With the Winter Meetings just around the corner, and with the amount of online chatter from some usually reputable sources, it feels like the Cubs are close to a deal or two. That prospect has fans torn trying to decide who should stay and who should go. For a fanbase that cried foul after the North Siders failed to reach the playoffs last year, it’s odd to see so many opposed to a big move or two. I know everybody has their favorite players, but right now the Cubs look like an 85-88 win team on paper and that may not be enough to get to the postseason.
— MLB Trade Rumors (@mlbtraderumors) December 6, 2019
Though the Nationals proved last year that all you need to do is make it to the dance to have a shot at winning the World Series, the Cubs shouldn’t have playoff aspirations that make them prohibitive underdogs if they manage to sneak into the postseason.
The player generating the most pre-Meetings buzz has been Willson Contreras and it’s no wonder. He’s inexpensive, won’t be a free agent until 2022, and is one of the best hitting catchers in baseball. But more than who gets traded, the bigger question is what type of return Theo Epstein is looking for. Certainly the first major move he makes will set the tone for the rest of the winter and next season. An acquisition of prospects could mean the Cubs are going to try to retool or perhaps even rebuild the roster completely. If the president of baseball operations is targeting veterans it may signal his attempt to go all in to get another championship.

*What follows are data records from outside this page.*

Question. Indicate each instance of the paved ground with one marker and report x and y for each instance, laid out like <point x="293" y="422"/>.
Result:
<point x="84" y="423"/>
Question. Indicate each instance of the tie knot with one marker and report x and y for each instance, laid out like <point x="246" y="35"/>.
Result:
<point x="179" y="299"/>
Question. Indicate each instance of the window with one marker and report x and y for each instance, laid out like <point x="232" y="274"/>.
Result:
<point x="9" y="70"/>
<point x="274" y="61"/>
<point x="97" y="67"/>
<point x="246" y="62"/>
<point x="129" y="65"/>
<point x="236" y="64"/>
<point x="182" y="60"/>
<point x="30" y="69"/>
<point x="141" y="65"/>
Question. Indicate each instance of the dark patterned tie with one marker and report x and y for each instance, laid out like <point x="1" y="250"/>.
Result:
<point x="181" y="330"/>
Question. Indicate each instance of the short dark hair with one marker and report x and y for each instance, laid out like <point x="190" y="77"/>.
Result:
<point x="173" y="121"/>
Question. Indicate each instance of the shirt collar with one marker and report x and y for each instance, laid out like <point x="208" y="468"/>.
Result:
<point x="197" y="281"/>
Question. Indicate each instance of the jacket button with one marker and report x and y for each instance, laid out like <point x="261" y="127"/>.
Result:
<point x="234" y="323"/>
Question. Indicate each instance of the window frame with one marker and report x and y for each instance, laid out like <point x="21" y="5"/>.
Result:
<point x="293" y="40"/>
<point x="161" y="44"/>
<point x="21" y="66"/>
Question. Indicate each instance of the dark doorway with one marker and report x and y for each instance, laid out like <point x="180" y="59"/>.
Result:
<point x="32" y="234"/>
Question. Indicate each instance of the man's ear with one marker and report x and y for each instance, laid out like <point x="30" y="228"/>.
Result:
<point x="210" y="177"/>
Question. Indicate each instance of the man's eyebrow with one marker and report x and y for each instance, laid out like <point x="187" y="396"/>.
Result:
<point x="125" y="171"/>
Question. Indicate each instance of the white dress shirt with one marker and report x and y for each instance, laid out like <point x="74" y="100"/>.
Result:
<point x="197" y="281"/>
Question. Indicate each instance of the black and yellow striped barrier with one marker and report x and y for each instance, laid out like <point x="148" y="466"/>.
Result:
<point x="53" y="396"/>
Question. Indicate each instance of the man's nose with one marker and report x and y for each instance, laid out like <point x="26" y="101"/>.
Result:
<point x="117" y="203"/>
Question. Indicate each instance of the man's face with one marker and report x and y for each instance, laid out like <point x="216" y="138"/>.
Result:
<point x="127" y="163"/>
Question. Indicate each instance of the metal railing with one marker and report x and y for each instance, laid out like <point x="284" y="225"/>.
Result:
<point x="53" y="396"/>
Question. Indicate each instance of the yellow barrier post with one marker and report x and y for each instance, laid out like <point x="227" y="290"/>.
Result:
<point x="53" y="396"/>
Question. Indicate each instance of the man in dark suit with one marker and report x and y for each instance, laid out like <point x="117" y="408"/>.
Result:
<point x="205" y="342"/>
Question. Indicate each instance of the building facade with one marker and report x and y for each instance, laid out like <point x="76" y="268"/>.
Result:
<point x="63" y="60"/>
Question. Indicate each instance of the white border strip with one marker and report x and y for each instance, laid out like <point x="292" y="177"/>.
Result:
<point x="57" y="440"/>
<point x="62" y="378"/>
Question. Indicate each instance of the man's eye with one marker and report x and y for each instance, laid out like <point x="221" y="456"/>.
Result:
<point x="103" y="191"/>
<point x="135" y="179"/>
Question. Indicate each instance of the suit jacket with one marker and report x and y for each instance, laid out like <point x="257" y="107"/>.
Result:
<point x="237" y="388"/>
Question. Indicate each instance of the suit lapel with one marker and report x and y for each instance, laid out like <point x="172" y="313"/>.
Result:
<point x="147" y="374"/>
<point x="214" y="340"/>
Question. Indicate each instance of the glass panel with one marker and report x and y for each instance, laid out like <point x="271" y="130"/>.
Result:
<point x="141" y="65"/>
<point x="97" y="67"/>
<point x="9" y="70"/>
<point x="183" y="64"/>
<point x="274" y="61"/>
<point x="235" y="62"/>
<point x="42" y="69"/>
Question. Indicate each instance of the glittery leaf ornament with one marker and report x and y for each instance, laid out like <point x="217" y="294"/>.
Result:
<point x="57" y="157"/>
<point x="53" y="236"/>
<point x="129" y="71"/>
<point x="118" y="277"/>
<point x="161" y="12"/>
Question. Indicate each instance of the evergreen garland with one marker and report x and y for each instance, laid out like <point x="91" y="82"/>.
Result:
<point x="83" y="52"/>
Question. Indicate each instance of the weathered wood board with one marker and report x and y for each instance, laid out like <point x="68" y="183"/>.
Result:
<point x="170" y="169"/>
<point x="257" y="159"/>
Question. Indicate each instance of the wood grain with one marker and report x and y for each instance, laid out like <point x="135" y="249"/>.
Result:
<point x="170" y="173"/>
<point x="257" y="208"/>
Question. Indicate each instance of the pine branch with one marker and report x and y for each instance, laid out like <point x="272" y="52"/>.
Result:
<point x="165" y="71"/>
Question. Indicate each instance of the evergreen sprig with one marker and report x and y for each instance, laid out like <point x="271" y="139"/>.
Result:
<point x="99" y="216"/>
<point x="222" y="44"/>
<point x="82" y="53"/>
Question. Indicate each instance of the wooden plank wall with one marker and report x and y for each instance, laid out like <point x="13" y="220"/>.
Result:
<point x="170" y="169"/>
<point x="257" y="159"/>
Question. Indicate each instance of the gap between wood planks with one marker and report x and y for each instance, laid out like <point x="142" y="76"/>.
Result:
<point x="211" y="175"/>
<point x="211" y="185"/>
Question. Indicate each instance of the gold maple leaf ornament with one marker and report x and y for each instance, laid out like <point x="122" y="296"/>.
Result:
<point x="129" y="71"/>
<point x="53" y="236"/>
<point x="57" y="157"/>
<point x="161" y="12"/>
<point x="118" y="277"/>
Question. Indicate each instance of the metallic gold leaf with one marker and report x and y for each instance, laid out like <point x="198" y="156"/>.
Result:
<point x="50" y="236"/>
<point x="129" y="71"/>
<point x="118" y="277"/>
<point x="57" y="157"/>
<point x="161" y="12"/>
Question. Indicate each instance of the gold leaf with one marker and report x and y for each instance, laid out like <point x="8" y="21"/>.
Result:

I am of the mind that Epstein’s competitive nature dictates that he wants another World Series in the next year or two. The Cardinals don’t look like a true divisional dynasty and it looks like the Brewers are taking a step back. The Reds are trying to improve, but the division is truly up for grabs. Would it be so bad if the Cubs hung onto their core four, traded some of their peripheral redundancy, and made a strong run this year and next?
Cubs News & Notes
- The Tigers are reportedly showing at least some interest in former Cubs shortstop Addison Russell.
- Braves center fielder Ender Inciarte has resurfaced as a player of interest in the Cubs quest to find a center fielder who can bat leadoff.
- The Cubs will need to find a “like-minded team” if they want to trade Contreras (subscription to The Athletic required).
- Jim Bowden of The Athletic suggests that the Cubs trade minor league outfielder Brennen Davis and pitcher Cory Abbott to the Royals for Whit Merrifield ($). I’ll pass on trading Davis, thank you.
- Epstein views the upcoming Winter Meetings as decision time, or, as it’s known in most parts, “time to shit or get off the pot.”
- Finding a replacement for Cole Hamels with limited financial flexibility is one of the goals the front office hopes to achieve next week in San Diego.
- One starter who could be a decent replacement for Hamels is former Braves and Astros pitcher Dallas Keuchel.
- With a +252 run differential, the 2016 Cubs were the best championship team of the decade.
- Ian Happ is primed for a strong 2020 campaign.
- The Cubs, Diamondbacks, and Giants appear to have the most initial interest in free agent outfielder Nicholas Castellanos.
- Meanwhile, the Cubs, Mets, and Diamondbacks all seem to be genuinely interested in trading for Red Sox center fielder Jackie Bradley, Jr.
The Padres have acquired all-purpose outfielder Tommy Pham in a four-player trade with the Rays. Hunter Renfroe, minor league shortstop Xavier Edwards, and an unnamed prospect will be headed to Tampa Bay, according to multiple reports.
The Padres have hired former Cubs and Yankees pitching coach Larry Rothschild.
Though Rule 5 success stories are always great reads, more than a few inexpensive pickups have failed miserably. Lendy Castillo in 2012 was a great example.
Hardball Times: The Many Non-Successes of the Rule 5 Draft https://t.co/PqEW7Lx7VR
— FanGraphs Baseball (@fangraphs) December 6, 2019
They Said It
- “If you look across Major League Baseball, the industry’s kind of accused of hugging their prospects, at times, and holding onto players and caring a lot about prospect rankings and things like that. Not being willing to make deals that might make you look bad. Even if you get the performance you’re looking for, you’re afraid of what you’re going to give up is going to burn you. I don’t think we can be accused of that.” – Theo Epstein
- “I think [our players] have a sense of what’s real and what’s not real. We can’t chase down every rumor. We can’t deny every rumor, because we know it’s going to happen and we just have to live with that. But we’re not going to add fuel to that fire.” – Jed Hoyer, at last month’s Owner’s Meetings.
Friday Walk Up Song
What Became of the Likely Lads by The Libertines. The end of the decade could also mean the end of an era for the Chicago Cubs. See you Sunday with a preview of the Winter Meetings.